When she cannot feel herself in herself, when she is afraid of losing her mind, she asks herself her birthday. The name of the president. The ingredients in her mother’s orange-blossom cookies. Her favorite line from Abe’s first novel: about the suburbs. She would be able to tell you her name if you asked her, but no one is asking. Jane, because my mother wanted me to be American on the page in case I wasn’t American in the eyes. She was so afraid of a pogrom, a long list because of growing up in Baghdad, being a Jew. Don’t be a Fakhria, a Smadar, a Samira, she’d thought. Safety over grandness in a name. Grand, she said, Jane would just be.
Now Abe is rubbing her back, asking if she’d like a grapefruit.
Soon, water floods out of her. Jane closes her legs to keep her baby in. Abe wants them to go to the hospital. It is time. No, Jane says. She is sweating. She is freezing. She thinks of her mother. She has occurred to Jane during every moment of this pregnancy. She never got the chance to ask her what it was like for her, this part, any part. Jane was so young when she died. She didn’t know the right things to ask. Now those things are the only ones she feels she must know.
The sky is bright and colorless, bleached with cold. Jane does not want a grapefruit. She wants to ask her mother what is coming: if it is, in fact, time. If she will be all right.
Jane wakes up, or maybe she was never asleep. Later, Abe will tell her that there were eighteen hours of agony. Maybe it never really ends. Some of it, Jane spends on the front stoop. She will not leave. Abe, bless him, listens. He knows her well. People walk by, but Jane doesn’t notice them. She sits and she stands. She holds Abe and asks him questions, or maybe she’s asking her mother. She throws up and he wipes her face with a towel he’s brought from inside. She eats two dates. She walks around the block once, and then the sun sets.
When they finally get to the hospital, the baby goes upside down. Downside up. He swivels. This feels like a mutiny, Jane says to a nurse at some point.
It always does, honey, she says. Always.
When Jane swims out of it, upstream, everything feels like slicing. The baby is shrieking. Jane asks for her mother and then closes her eyes.
Abe is holding the baby. Has she held him yet? She’s afraid her arms cannot bear his weight. She is afraid of him. Or is it that she’s afraid of herself? She cannot do this, she thinks. She wants to reverse time, turn off the volume, shut everything off.
He is healthy, Abe whispers.
Thank you, Jane says.
But she doesn’t want to hold him. Not yet.

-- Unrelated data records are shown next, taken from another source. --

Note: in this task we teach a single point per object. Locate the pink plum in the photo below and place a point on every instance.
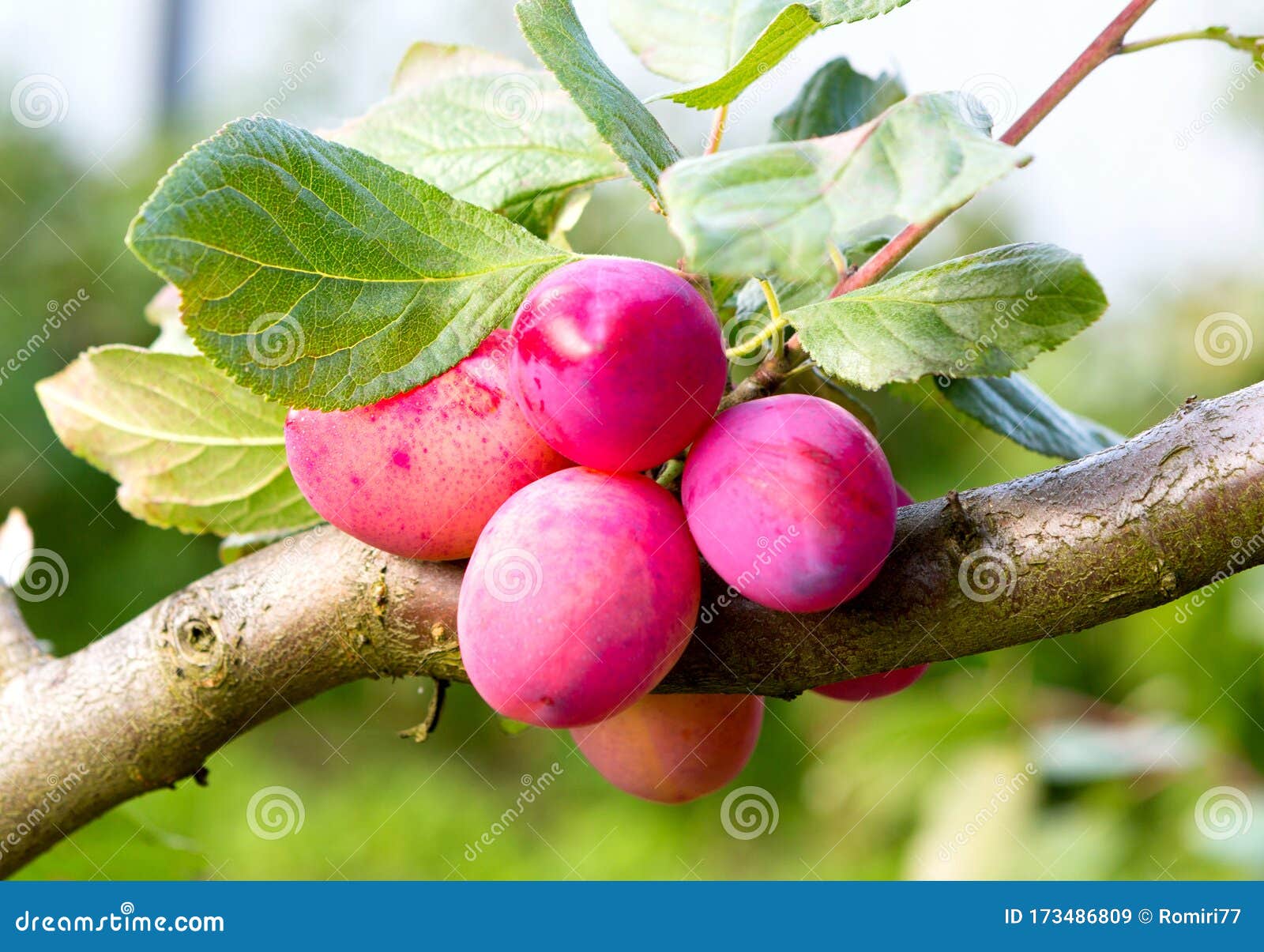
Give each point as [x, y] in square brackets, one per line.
[792, 501]
[876, 686]
[675, 747]
[581, 593]
[619, 363]
[872, 686]
[421, 473]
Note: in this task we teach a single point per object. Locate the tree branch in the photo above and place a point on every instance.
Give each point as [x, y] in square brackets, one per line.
[19, 649]
[1099, 539]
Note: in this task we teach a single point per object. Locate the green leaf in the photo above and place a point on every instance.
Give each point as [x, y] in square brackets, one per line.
[836, 99]
[724, 46]
[243, 544]
[322, 277]
[984, 315]
[164, 313]
[486, 130]
[1021, 411]
[556, 36]
[190, 449]
[777, 208]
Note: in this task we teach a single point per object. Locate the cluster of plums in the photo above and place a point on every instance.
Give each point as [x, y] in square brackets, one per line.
[583, 585]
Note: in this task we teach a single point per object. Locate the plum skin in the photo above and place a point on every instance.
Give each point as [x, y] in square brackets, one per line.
[581, 593]
[675, 747]
[884, 683]
[792, 501]
[619, 363]
[872, 686]
[419, 474]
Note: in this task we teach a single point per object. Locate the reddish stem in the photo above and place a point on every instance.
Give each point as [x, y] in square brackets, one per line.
[1101, 50]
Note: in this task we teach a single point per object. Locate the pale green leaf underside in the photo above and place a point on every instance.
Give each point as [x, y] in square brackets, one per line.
[984, 315]
[777, 208]
[836, 99]
[322, 277]
[556, 36]
[720, 47]
[486, 130]
[190, 448]
[1021, 411]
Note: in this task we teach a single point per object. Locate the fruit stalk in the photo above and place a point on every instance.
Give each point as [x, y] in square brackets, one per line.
[773, 372]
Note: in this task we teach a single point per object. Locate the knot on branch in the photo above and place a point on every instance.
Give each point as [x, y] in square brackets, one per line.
[193, 642]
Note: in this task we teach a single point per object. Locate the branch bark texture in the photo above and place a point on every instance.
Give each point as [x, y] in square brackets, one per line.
[1131, 528]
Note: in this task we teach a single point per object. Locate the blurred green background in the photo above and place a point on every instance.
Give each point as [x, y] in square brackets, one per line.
[1135, 750]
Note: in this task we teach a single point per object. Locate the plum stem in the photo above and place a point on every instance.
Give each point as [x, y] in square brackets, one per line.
[1220, 35]
[774, 326]
[717, 133]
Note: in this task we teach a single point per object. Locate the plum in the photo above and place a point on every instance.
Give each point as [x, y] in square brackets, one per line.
[421, 473]
[872, 686]
[876, 686]
[619, 363]
[675, 747]
[792, 501]
[581, 594]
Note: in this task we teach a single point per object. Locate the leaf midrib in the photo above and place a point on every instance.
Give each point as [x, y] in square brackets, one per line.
[160, 435]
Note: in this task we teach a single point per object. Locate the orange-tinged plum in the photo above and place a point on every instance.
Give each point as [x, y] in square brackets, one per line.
[581, 594]
[421, 473]
[792, 501]
[675, 747]
[619, 363]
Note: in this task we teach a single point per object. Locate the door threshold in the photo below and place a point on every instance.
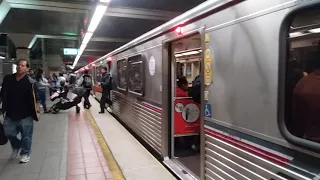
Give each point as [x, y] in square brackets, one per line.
[178, 169]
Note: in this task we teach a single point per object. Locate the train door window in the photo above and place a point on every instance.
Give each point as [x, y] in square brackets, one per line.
[98, 74]
[185, 122]
[302, 76]
[136, 74]
[122, 74]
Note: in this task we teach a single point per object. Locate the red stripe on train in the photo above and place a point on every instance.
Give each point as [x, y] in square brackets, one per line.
[157, 109]
[249, 148]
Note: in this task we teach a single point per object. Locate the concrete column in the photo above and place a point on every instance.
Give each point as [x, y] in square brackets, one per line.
[22, 41]
[23, 53]
[44, 58]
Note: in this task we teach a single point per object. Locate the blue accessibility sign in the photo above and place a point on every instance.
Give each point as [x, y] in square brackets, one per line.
[207, 110]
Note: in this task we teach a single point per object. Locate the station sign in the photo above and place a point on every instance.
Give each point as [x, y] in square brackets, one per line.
[208, 67]
[70, 51]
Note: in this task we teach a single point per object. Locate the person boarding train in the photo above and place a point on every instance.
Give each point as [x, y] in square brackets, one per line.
[106, 85]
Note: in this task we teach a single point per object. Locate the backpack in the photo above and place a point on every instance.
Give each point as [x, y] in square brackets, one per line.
[3, 138]
[87, 82]
[196, 90]
[109, 85]
[72, 79]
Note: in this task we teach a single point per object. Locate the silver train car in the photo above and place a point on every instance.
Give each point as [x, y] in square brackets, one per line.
[245, 52]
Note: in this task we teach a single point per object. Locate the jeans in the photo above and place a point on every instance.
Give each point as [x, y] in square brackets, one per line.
[105, 98]
[86, 97]
[42, 94]
[24, 126]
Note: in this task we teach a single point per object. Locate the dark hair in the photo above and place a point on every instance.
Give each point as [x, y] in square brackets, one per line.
[105, 68]
[39, 74]
[181, 81]
[27, 63]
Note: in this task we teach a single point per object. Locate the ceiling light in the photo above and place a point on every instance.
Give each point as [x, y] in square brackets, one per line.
[96, 18]
[76, 60]
[295, 34]
[317, 30]
[82, 47]
[87, 38]
[178, 55]
[190, 53]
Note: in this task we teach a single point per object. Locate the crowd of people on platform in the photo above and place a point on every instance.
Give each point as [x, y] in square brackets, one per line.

On the first night and every night after, Jane closes her eyes against Max’s crying. She knows it is wrong but she cannot help it. His voice makes her itch. Worse. It makes her ache but not like longing. Like disgust. And Max will not latch. Jane cannot feed him. She cannot nourish her own son.
Jane has heard other mothers talking of the deliciousness of babies. Jane doesn’t think Max smells delicious; he smells rotten. She gets close and then squinches her face as though she herself is rotten from the inside, vinegared, soured. There is something wrong with her to feel this way, and yet she cannot help it. She doesn’t want to hold him, be alone with him, rock him. Everything is all wrong.
And though Jane longs to feel peaceful, strong, despite, she cannot. There is no break. It just starts up again. It hurts to walk, to eat, to cry. The only thing that doesn’t hurt is dreaming. At the window, Jane dreams of her watercolor. It is unfinished. She dreams of her mother. Sometimes, she can hear her. Sometimes, she cannot. There is so much crying.
And yet, Abe is here. He is holding them both. His mother comes. Takes the baby. But still, there is no rest. Jane is not dreaming but it is a nightmare, this. No sleep. No waking up.